Seguiu-se mais uma interpretação do admirável concerto de Elgar para violoncelo e orquestra, que na primeira audição alcançara um triunfo e ontem obteve um êxito, se é possível, ainda maior.
O génio de GUILHERMINA SUGGIA, o admirável dom que a divina artista possui de fazer dos sons musicais uma linguagem tão explícita como a falada ou escrita, brilharam, mais que brilharam, cintilaram, nesta obra, cheia de recitativos e de melodias de intensa expressão.

A «Fantasia sobre um tema de Fallis» de Vaughan Williams, importante primeira audição deste programa, apresenta-nos o maior compositor inglês contemporâneo, na sua maneira mais característica, apoiada no classicismo e no modalismo dos compositores seus compatriotas do século XVI. O tema quinhentista de Fallis é enquadrado e desenvolvido por processos modernos, com admirável valorização da sonoridade da orquestra de arcos e sem nada perder da sua cor. O maestro Sargent dirigiu esta obra com profunda emoção e rematou-a com admiráveis cambiantes dinâmicos.

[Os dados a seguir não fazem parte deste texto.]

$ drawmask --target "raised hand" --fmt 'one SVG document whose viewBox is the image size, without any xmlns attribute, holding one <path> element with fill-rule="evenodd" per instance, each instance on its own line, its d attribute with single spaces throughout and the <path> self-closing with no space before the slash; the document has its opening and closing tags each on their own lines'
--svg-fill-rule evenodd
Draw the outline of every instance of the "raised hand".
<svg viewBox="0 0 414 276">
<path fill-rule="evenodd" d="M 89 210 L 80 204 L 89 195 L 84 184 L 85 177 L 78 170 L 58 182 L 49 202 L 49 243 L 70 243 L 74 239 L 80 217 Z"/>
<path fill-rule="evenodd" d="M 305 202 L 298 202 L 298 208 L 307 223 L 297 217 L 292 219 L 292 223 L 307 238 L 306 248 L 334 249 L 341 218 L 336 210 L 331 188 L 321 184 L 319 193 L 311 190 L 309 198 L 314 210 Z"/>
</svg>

No célebre concerto em ré maior, de Haydn GUILHERMINA SUGGIA, venceu brincando as dificuldades acumuladas: os repetidos passos em «capotasto», as notas vertiginosamente agudas, fora da extensão do ponto, os desenhos rapidíssimos, as notas dobradas, todo o mais espinhoso repertório da técnica do violoncelo, desfilou diante dos nossos ouvidos encantados, com a facilidade da água corrente. As ovações que já tinham sido largas e calorosas, ao terminar o concerto de Elgar, foram ainda mais entusiásticas no fim do de Haydn, sendo a incomparável artista obrigada a vir vezes sem fim ao proscénio, rodeada de flores.

A ópera «Romeu e Julieta», de Delius da qual foi extraído o trecho sinfónico ontem ouvido em primeira audição com o título de «Jardim do Paraíso», não é o drama de Shakespeare, mas a novela do escritor suiço-alemão Gottfried Keller. Os noivos designados simbolicamente pelos nomes shakespeareanos são dois jovens camponeses, que, por não poderem casar, se suicidam. O «Jardim do Paraíso» que não é uma peça triste mas um trecho de expressão ao mesmo tempo sóbria e transfigurada descreve o caminhar dos noivos para a morte.
O maestro Malcolm Sargent pôde nesta partitura, dar a plena medida da sua arte, em que a inteligência se alia à sensibilidade.
No trecho seguinte, que terminava o programa o maestro Sargent mostrou a ductilidade do seu talento, passando do sentimento estático de Delius para a exuberância realista da abertura, «Cockaigne», de Elgar composta em louvor da cidade de Londres e dos seus habitantes.

Foram delirantes, apoteóticas as ovações tributadas ao maestro dr. Malcolm Sargent. Deixa este eminente chefe de orquestra em Portugal milhares de admiradores entusiastas, que esperam ter brevemente ensejo de o tornar a aplaudir. É um intérprete moderno que se encontra, igualmente à vontade nos estilos barrôco e romântico, movendo-se com pasmosa facilidade no meio das mais intrincadas complicações, sucessivas e simultâneas, de ritmos desusados e de acordes dissonantes Tem sobretudo a virtude de tornar clara toda a musica que dirige. Foi portanto plenamente justificado o triunfo do maestro Sargent e cremos que não leva má impressão nem do publico de Lisboa nem da Orquestra Sinfónica Nacional, que neste concerto continuou a realizar maravilhas.—F. B.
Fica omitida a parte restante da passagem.